San

31 2 0
                                    

"Lu bisa bantuin kita nggak?" Eric menatap lurus ke arah Karina. Ada sedikit harapan dimatanya berharap Karina sekali saja menerima tawarannya.

"Bantu... apa?" Sedikit takut, itu yang Karina rasakan. Ingin sekali Karina meninggalkan mereka secepatnya. Mendengar rumor tentang mereka saja sudah membuat dirinya merinding.

"Nggak susah kok, lo pasti bisa." Timpal Aline memaksa.

Karina tersenyum tipis. Ada firasat tidak enak yang menyelimutinya – apalagi mengingat Eric pernah terlibat masalah yang menyangkut nyawa seseorang.

"Sorry..tapi aku gabisa." Karina menggeleng, kemudian meninggalkan mereka bertiga dalam keheningan.

Aneh juga sebenarnya, Karina bahkan tidak tau apa permasalahan mereka sampai meminta bantuan padanya. Tapi anehnya lagi ia juga tidak tau kenapa begitu merasa tak nyaman di dekat mereka. Terutama pada si kembar.




"Iya, iya saya lagi mau pulang. Iya, hm. Iya." Setelah menjawab sekenanya. San mengakhiri panggilan. Ia berbohong, kenyataannya dia duduk di depan toserba, tempat Karina bekerja. San juga tidak tau kenapa dia bisa ada disini.

"Emang... harus banget bohong gitu ke ayah kamu?"

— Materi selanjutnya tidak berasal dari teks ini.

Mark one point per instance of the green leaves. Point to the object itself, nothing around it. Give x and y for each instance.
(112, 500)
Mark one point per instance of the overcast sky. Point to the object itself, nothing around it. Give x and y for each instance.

"Saya masih mau disini. Ngomong ngomong ayah kamu, direktur kan? Kenapa kerja disini?" San enggan bicara soal keluarganya, maka ia akan langsung merubah topik. San sangat tertutup soal keluarga. Bahkan satu satunya teman di sekolah, si kembar Aline dan Eric juga tidak pernah tau kehidupan pribadi San. 

"Kenapa penasaran?" Karina justru bertanya balik.

"Saya cuma heran, biasanya cewek modelan kamu nggak mau kerja di tempat seperti ini. Maksudnya tidak mau kerja paruh waktu. Mereka lebih bergantung dengan orang tuanya yang kaya. Dan diusia seperti kita mereka lebih banyak bermain."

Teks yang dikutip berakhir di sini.